-Cowboy
Once again I'm ending my week by quoting you Cowboy. And why not? You've imparted many, many nuggets over the years! This one was said in February of 2018. It seemed appropriate to use it after my recent trip down memory lane. I did not linger there or let it tug me downward, but instead I held different moments of the past in my mind and looked at them. I remembered an incident even farther in the past when I was 18. I was in the midst of a messy break up with my high school boyfriend and was broken-hearted. I was at the home of one of my gf's in the afternoon and her parents were both away at work. She said a drink would help and she got me a whisky! Mind you, I was not a party girl in high school and although drinking was a common event in my household for my parents, it was not something I even considered for myself at that point. I said no but she insisted. That was my first real drink. It went down warm...hot actually! LOL. But it wasn't long at all before I felt the effects and I LIKED it. It made me "feel better" momentarily. It did not start me down the road of drinking thankfully. That happened later for me, and gradually. But it registered with me and I guess in a deep way because even though I have a very poor memory for things long ago, I still remember that.
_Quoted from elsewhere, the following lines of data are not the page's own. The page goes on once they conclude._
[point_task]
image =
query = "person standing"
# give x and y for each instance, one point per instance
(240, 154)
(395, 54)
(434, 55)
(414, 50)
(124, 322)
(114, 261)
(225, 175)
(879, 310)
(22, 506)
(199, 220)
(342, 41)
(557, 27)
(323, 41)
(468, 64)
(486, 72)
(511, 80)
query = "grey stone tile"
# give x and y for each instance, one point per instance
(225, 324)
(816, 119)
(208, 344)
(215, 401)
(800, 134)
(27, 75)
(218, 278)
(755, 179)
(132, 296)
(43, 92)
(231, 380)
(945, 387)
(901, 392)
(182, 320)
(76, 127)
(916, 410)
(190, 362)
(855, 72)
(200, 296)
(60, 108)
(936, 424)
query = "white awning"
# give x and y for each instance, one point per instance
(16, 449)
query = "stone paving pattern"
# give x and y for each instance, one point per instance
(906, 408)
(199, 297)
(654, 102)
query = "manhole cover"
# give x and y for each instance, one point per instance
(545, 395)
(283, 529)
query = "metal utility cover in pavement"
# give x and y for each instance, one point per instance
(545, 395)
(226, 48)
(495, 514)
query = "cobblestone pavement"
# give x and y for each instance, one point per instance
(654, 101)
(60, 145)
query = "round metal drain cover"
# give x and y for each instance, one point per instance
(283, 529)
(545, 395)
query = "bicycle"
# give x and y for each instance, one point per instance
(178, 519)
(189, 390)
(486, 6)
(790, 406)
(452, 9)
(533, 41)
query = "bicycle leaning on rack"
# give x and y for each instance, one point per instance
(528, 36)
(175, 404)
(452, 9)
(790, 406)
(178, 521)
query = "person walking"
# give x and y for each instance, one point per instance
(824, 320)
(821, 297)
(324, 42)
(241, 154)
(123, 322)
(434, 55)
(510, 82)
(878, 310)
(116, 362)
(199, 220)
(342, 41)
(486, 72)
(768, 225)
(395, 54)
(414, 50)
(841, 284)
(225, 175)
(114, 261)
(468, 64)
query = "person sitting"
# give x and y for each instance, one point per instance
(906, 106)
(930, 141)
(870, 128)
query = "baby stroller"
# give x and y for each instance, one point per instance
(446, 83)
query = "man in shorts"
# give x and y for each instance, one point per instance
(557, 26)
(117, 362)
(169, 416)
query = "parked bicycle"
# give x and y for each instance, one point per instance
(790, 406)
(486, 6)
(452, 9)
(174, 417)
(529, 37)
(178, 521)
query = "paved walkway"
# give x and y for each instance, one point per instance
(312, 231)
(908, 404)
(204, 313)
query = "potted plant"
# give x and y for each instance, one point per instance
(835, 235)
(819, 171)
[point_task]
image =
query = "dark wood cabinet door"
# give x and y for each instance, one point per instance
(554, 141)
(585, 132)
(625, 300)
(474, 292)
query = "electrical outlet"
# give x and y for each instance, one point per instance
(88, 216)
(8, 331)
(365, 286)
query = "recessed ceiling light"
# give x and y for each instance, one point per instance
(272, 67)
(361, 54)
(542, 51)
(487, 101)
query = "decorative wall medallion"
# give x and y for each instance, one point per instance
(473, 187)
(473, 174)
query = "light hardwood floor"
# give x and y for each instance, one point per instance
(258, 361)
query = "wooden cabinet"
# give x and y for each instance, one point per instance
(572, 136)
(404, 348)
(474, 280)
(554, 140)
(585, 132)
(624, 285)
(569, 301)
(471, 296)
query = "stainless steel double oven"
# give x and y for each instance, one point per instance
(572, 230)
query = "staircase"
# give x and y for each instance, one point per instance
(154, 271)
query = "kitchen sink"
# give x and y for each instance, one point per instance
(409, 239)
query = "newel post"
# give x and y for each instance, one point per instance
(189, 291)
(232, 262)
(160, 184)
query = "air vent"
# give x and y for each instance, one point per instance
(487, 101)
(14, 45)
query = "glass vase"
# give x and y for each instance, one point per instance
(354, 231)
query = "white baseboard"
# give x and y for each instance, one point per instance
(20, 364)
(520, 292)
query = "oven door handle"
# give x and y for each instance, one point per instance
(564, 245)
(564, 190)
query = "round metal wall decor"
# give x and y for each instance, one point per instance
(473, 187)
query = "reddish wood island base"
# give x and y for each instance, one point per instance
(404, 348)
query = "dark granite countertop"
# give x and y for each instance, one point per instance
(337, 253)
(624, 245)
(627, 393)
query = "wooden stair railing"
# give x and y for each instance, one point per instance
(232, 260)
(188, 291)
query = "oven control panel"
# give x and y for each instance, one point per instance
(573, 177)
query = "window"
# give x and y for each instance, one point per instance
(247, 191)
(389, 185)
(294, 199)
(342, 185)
I lost touch with that gf soon after high school but remembering that incident I now wonder if she ever became an alcoholic. She was getting into her parents liquor cabinet way back then and she spent a lot of time alone. I'll never know, because I did not like the effect it had on my senses and how fuzzy my mind became, but I did like the feeling of numbness. Well, there you go. Perhaps I could have known back then that alcohol was a dangerous thing to get mixed up with, but society doesn't present it to us that way. It's a pity it's promoted so much as the key to happiness and fun. What a lie. I wonder how much longer it will be before we are seeing commercials like that everywhere for marijuana.
So happy to have broken the chains! 24 more hours of freedom, please and thank you.